Malaria, caused by Plasmodium falciparum, remains one of the deadliest infectious diseases, killing roughly 600,000 people every year, most of them young children in sub-Saharan Africa. Over time, people exposed to repeated infections develop partial immunity to severe malaria. This protection depends on antibodies that block the parasite’s PfEMP1 adhesion proteins from attaching to the endothelial protein C receptor (EPCR) on blood vessel walls—a critical step in the development of severe disease.
In a collaborative effort, scientists from Tanzania’s National Institute for Medical Research and the University of Copenhagen identified plasma donors whose immune systems could block many different PfEMP1 variants from binding to EPCR.
With support from Canadian biotech firm Rapid Novor, the team used its REpAb® antibody discovery platform to determine the amino acid sequence of a naturally occurring monoclonal antibody capable of broadly inhibiting diverse PfEMP1 proteins. Significantly, this marks the first time mass spectrometry has been applied to pinpoint a functional plasma antibody naturally acquired through infection.
Protein structure studies, conducted in partnership with The Scripps Research Institute in California, revealed how this broadly neutralizing antibody attaches to conserved sites shared by different PfEMP1 proteins, effectively preventing parasite adhesion.

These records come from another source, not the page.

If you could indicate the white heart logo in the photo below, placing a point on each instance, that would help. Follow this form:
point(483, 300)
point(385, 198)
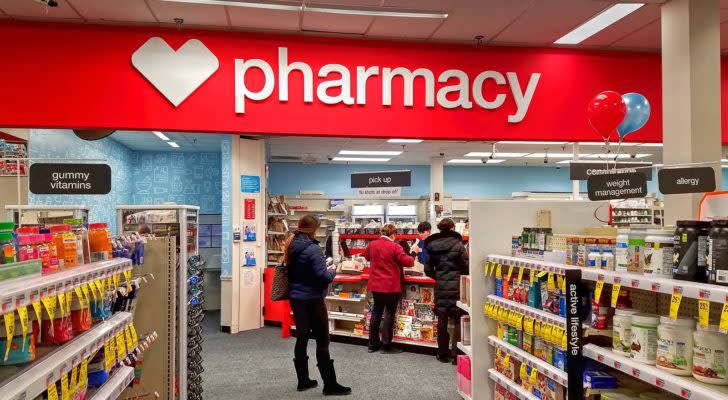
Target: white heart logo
point(176, 74)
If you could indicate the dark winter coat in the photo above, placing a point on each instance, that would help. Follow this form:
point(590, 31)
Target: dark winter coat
point(308, 276)
point(448, 259)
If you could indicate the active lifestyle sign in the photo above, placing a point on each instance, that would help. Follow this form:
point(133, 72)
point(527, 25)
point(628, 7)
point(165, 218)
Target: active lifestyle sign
point(616, 186)
point(56, 178)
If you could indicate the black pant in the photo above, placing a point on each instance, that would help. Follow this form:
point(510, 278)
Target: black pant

“By sequencing a naturally produced antibody and visualizing how it binds, we gain valuable insight into how protective immunity to malaria develops,” explains Louise Turner, Senior Scientist at the University of Copenhagen.
Professor Thomas Lavstsen adds, “This method allows us to directly identify potent inhibitory antibodies from people naturally exposed to malaria. Such insights not only help us understand how immunity arises but also provide a strong starting point for designing next-generation malaria vaccines.”
These findings open the door to targeted vaccine research by revealing naturally occurring antibodies that can block a broad spectrum of dangerous malaria proteins.